To select based on Entrez information we will use a specific format:
    
`host: <host-species-name> OR organism: <organism-common-name>`
    
For example, `host: Homo sapiens OR organism: human` is a valid `sel_key` input that will look for sequences that infect humans by making sure either the corresponding *host* or *organism* entry contain the human keywords. **It is important to specify both** because sometimes Entrez entries do not contain host information but will specify the organism.   
Let's run it!

In [None]:
query = matches_df["query"][0]
alignment = Alignment(matches_df, query, output_dir)

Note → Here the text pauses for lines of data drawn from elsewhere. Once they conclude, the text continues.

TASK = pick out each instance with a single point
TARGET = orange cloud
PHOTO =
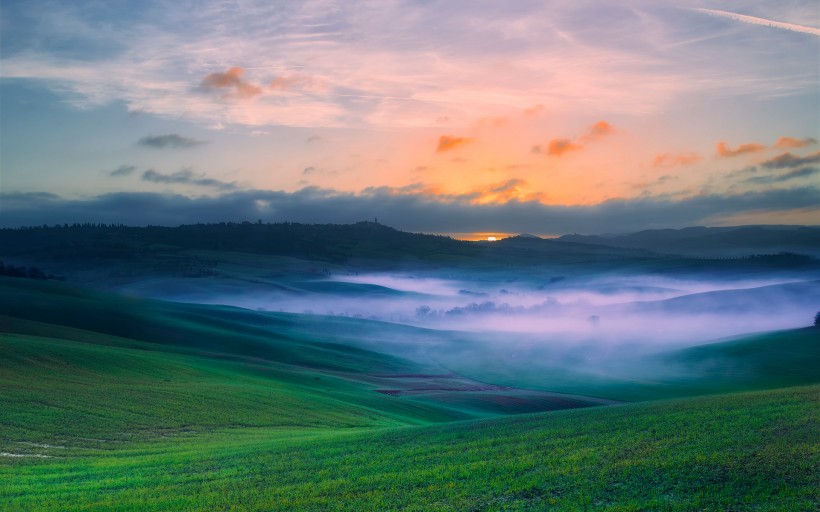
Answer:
(231, 79)
(536, 109)
(449, 142)
(670, 160)
(723, 151)
(499, 193)
(598, 130)
(558, 147)
(791, 142)
(295, 82)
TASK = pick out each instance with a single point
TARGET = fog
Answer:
(640, 310)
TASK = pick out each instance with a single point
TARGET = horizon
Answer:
(542, 117)
(479, 236)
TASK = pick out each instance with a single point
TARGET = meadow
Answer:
(118, 401)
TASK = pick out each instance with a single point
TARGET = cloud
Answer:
(172, 140)
(598, 130)
(232, 81)
(674, 160)
(558, 147)
(789, 160)
(450, 142)
(186, 177)
(534, 110)
(792, 143)
(123, 170)
(802, 172)
(297, 82)
(409, 209)
(723, 150)
(760, 21)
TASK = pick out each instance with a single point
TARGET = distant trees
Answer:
(27, 272)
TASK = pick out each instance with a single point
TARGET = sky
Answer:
(455, 117)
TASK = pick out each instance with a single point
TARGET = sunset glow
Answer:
(557, 112)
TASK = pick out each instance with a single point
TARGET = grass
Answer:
(750, 451)
(113, 403)
(752, 362)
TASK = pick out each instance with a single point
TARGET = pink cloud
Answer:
(674, 160)
(232, 80)
(723, 151)
(449, 142)
(792, 143)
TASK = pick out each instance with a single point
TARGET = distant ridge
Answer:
(719, 241)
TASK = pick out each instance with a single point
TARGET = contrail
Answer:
(760, 21)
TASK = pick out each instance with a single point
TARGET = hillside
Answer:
(750, 451)
(716, 242)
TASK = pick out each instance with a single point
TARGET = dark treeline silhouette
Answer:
(27, 272)
(184, 249)
(323, 242)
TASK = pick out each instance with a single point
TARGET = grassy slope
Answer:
(112, 367)
(290, 421)
(762, 361)
(751, 451)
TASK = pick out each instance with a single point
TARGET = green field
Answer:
(116, 403)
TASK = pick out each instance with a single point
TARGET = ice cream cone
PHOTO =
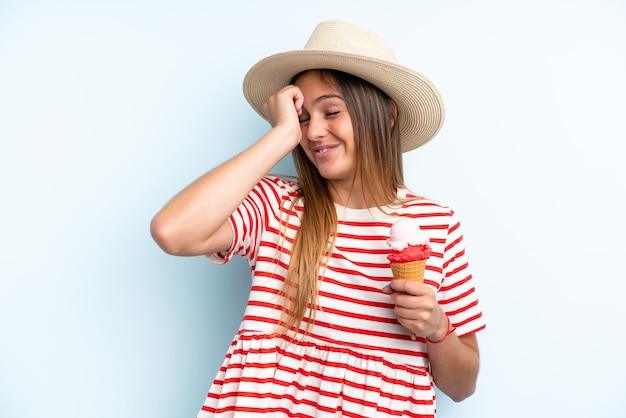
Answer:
(413, 270)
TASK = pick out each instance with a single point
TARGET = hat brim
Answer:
(420, 107)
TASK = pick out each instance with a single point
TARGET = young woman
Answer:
(320, 337)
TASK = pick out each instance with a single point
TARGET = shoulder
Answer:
(286, 184)
(414, 204)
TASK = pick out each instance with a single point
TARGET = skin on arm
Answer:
(455, 361)
(195, 221)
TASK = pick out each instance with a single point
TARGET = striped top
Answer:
(357, 360)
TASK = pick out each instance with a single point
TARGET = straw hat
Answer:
(345, 47)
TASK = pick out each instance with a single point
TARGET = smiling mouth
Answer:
(325, 150)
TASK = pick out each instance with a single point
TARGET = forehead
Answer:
(317, 86)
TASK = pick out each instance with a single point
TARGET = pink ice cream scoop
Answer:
(405, 232)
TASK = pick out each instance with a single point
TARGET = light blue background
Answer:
(108, 108)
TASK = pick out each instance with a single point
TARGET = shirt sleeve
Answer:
(252, 217)
(457, 294)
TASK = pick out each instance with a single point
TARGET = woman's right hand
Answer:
(283, 110)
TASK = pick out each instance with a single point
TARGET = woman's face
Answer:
(327, 134)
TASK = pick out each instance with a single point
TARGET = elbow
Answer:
(165, 235)
(463, 394)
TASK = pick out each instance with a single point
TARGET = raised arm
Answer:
(194, 222)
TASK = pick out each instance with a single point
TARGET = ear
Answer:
(394, 109)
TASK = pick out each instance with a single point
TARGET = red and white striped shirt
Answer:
(357, 360)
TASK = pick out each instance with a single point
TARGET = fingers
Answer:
(416, 306)
(284, 106)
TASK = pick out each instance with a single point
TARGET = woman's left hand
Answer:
(418, 310)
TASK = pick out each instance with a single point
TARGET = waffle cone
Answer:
(413, 270)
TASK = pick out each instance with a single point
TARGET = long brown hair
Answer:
(379, 163)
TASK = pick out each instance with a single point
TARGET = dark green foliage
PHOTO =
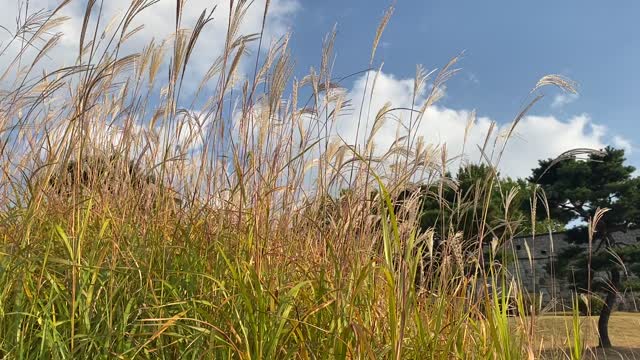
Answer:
(575, 189)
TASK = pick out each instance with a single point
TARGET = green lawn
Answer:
(624, 329)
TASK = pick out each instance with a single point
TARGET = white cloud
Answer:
(622, 143)
(535, 137)
(159, 24)
(563, 99)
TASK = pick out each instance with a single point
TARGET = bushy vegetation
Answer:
(260, 257)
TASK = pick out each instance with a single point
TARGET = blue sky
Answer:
(508, 45)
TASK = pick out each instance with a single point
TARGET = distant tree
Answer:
(575, 189)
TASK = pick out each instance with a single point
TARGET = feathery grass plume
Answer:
(290, 241)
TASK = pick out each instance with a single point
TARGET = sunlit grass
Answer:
(285, 241)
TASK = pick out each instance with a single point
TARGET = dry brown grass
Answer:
(553, 333)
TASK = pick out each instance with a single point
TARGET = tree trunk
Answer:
(605, 314)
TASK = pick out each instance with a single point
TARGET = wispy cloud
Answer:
(622, 143)
(536, 137)
(562, 100)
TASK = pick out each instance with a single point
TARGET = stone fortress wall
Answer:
(537, 274)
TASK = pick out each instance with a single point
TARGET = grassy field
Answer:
(554, 332)
(232, 222)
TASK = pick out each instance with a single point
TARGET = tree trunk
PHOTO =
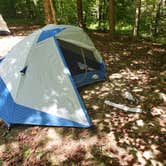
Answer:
(137, 18)
(80, 14)
(100, 14)
(50, 16)
(157, 18)
(112, 17)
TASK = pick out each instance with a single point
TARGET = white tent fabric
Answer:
(4, 30)
(36, 86)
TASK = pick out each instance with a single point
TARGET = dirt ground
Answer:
(116, 137)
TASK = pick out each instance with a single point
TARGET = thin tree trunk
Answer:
(112, 17)
(50, 16)
(100, 14)
(80, 14)
(137, 18)
(157, 18)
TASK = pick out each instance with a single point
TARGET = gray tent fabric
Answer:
(4, 30)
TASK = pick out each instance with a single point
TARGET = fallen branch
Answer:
(123, 107)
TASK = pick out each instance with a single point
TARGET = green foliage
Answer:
(95, 13)
(66, 11)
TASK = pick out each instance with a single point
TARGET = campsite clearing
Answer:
(116, 137)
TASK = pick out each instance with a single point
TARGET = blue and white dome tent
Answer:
(40, 75)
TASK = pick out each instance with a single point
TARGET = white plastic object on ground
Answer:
(123, 107)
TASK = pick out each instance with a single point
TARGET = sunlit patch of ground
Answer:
(116, 137)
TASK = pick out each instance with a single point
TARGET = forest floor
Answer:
(116, 137)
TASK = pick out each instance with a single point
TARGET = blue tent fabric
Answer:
(14, 113)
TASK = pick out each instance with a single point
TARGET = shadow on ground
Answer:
(116, 137)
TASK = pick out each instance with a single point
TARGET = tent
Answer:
(40, 75)
(4, 30)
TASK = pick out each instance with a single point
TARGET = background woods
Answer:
(137, 18)
(136, 67)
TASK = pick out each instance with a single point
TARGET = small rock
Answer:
(147, 155)
(140, 122)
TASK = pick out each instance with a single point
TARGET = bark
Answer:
(50, 17)
(100, 14)
(112, 17)
(80, 14)
(137, 18)
(157, 18)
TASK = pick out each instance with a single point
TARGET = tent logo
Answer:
(95, 76)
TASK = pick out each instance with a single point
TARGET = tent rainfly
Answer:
(4, 30)
(40, 75)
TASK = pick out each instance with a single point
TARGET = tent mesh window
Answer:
(78, 59)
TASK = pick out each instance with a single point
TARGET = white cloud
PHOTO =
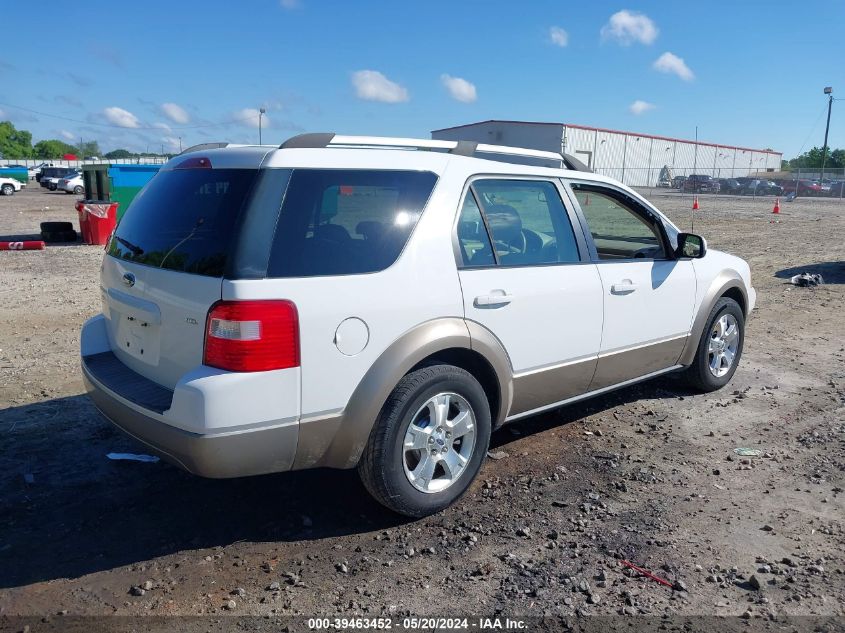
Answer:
(627, 27)
(673, 65)
(558, 36)
(371, 85)
(460, 89)
(175, 113)
(249, 116)
(172, 144)
(640, 107)
(121, 118)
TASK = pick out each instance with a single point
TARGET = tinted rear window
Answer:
(184, 220)
(341, 222)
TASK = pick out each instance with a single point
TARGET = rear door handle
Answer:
(495, 299)
(626, 286)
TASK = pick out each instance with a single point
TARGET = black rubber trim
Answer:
(107, 369)
(464, 148)
(311, 140)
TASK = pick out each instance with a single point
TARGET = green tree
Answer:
(119, 153)
(812, 159)
(53, 148)
(89, 148)
(14, 143)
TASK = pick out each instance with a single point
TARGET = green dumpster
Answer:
(127, 181)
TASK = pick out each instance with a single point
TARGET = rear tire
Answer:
(420, 470)
(720, 348)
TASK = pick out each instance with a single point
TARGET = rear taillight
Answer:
(252, 336)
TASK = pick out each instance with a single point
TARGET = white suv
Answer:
(386, 304)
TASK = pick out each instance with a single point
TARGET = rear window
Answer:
(341, 222)
(184, 220)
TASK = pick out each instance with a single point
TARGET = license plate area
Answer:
(137, 337)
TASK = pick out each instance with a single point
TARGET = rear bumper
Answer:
(261, 448)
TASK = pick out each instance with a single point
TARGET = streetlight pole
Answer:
(829, 92)
(261, 112)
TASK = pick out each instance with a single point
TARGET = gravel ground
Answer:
(647, 474)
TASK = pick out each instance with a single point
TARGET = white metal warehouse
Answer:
(633, 158)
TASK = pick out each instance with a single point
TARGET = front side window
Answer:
(526, 220)
(619, 230)
(342, 222)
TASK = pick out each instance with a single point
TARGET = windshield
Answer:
(184, 220)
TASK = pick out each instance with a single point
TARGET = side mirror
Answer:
(691, 245)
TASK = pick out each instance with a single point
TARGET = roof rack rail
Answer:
(196, 148)
(461, 148)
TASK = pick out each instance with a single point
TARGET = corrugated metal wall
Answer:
(630, 158)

sel_key = "host: Homo sapiens OR organism: human"
file_prefix = "sars_tutorial_human_host"
alignment = do_MSA(
            alignment=alignment, 
            select_mode=sel_key, 
            file_prefix=file_prefix, 
            plot_width=2000, 
            n_chains=2,
            color_by_group=True,
            start_alignment_idx=1,
            max_mismatch=2,
            custom_order=""
        )

INFO: A fasta file tutorial_results/sars_tutorial_human_host.fasta have been generated with the selected sequences
INFO: A fasta file tutorial_results/sars_tutorial_human_host_alignment.fasta have been generated with the multi-seq alignment
INFO: A csv file tutorial_results/sars_tutorial_human_host.csv have been generated with the selected sequences
INFO: The multi-sequence alignment returns the following matches:
INFO: group: 128/310
INFO: exact: 86/310
INFO: none: 96/310
INFO: Aligning 7 sequences of lenght 310
INFO: A html file tutorial_results/sars_tutorial_human_host_alignment.html have been generated with the aligned sequences


## Using ColabFold to generate PDB structures of our sequence matches

So far we have went from a reference protein sequence, to find all related viral proteins that infect humans, and visualizing how much the sequences relate to each other. To analyze how these differences translate into structural differences, we will feed the sequences into [ColabFold](https://github.com/sokrypton/ColabFold/tree/main?tab=readme-ov-file) to generate their corresponding structures with respect to a common template (in this case, the initial reference protein). Then, we will align and visualize the generated sequences with the reference and save a PyMOL session that will allow us to point to specific structural differences. 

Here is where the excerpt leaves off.